Calloway was a four-year starter at Langston University in Oklahoma, graduating in 1997, and has coached at the collegiate level for the past 21 years. He’ll have an uphill struggle at Central Methodist. The Eagles have gone 8-24 since he took over as head coach in 2016. But, based on the thank-you cards pinned to his corkboard from previous players and kids, Calloway is a patient and sympathetic coach who has built a reservoir of goodwill.
“[Making history] never crossed my radar,” Calloway says. “I assumed somebody had already kicked or something.”
Since Liz Heaston became the first woman to score in a college football game for Willamette University in 1997, numerous women have kicked for four-year schools. Ashley Martin of Jacksonville State, Katie Hnida of Colorado and New Mexico, and April Goss of Kent State are among the others.
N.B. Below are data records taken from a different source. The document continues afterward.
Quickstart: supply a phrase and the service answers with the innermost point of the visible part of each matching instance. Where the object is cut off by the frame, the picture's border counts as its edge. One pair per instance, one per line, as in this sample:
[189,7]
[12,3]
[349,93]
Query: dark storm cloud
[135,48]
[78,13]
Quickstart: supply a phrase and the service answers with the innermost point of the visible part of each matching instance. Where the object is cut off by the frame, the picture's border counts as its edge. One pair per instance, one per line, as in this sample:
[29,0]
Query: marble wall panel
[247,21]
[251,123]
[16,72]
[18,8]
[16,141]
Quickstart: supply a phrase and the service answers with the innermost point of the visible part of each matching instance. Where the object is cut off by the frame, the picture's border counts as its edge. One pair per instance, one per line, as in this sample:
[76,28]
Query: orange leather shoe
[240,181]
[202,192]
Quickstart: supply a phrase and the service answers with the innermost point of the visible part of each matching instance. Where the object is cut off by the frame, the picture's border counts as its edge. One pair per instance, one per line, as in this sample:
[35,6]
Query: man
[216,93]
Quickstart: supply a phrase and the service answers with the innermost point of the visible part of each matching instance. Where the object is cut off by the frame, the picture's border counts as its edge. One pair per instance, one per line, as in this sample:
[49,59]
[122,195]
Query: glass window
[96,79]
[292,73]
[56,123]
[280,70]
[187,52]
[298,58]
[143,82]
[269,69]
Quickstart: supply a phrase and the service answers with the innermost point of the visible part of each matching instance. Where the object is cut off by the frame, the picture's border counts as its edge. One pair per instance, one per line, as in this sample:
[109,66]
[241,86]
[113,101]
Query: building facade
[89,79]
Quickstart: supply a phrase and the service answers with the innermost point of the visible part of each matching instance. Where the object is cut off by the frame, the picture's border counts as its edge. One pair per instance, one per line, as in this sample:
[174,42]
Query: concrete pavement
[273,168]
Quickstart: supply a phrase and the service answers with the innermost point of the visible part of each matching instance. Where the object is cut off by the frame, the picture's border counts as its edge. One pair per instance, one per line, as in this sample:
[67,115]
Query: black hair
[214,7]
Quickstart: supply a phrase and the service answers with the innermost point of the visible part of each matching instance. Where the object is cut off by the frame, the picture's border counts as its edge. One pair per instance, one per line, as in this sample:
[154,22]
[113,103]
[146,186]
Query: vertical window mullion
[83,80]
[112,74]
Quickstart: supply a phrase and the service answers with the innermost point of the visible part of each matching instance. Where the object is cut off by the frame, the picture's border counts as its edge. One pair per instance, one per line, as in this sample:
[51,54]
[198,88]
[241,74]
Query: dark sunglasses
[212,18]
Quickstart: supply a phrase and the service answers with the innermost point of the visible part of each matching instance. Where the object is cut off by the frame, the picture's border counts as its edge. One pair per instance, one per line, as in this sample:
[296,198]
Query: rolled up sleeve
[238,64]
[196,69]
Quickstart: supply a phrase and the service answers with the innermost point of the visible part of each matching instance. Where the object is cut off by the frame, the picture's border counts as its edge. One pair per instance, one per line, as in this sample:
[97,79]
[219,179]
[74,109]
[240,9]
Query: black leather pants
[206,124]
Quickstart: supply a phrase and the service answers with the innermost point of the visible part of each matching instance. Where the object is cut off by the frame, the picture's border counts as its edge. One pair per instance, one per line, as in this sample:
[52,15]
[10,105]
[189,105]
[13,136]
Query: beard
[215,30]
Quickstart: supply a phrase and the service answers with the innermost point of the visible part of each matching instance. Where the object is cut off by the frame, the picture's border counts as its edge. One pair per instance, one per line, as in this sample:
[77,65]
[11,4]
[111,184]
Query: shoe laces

However, until 2018, when Rebecca Longo signed to kick for Adams State in Colorado, none of them got a scholarship to a four-year institution in Division II or higher. (Defensive back Shelby Osborne signed with Campbellsville University in Kentucky in 2014, but she wasn’t on a scholarship at the time.)
Now, according to Jennifer Saab, the NAIA’s director of communications, Harris is “the first female incoming student to receive a football scholarship as a position player.”
Coach Q agrees. “Her feet are really good and she’s quick out of her breaks,” he says. “When you’re bringing someone on in the [defensive] back end, you want someone that you feel can lead and take charge, and I haven’t seen anything different from her. We’ll see if she’s coachable once we get her on the football field and in the meeting rooms, but so far, so good.”
Harris has what it takes to withstand any pushback on the playing field, Calloway says. “You read on social media, ‘I will run her over,’” he says. “She’s not gonna just sit there and let you run her over. She has more sense than that. She understands she’s on the field with 21 other guys. We’re putting her in a position to make proper tackles.”
Harris’ participation in the Aug. 31 game versus Clarke University is uncertain. Calloway makes it apparent that she’ll be up against a three-year starter and another junior college transfer for her starting spot.
But, as Harris has shown before, competition fuels her desire to succeed.
“I don’t expect anything to be easy,” she says. “It’s never going to get easier. If anything, it’s going to get harder every day.”
“If they made a women’s NFL, then yes,” she says. “I know people play recreationally, but I want to get paid to play just like anybody else. I want a career. So if they don’t plan on putting in a WNFL then I’ll be seeking other things and other ways to make money.”
We try not to assume Harris can do it all after meeting her — take the field on opening day, intercept a pass. And we make an effort not to think about her one day wearing an NFL uniform.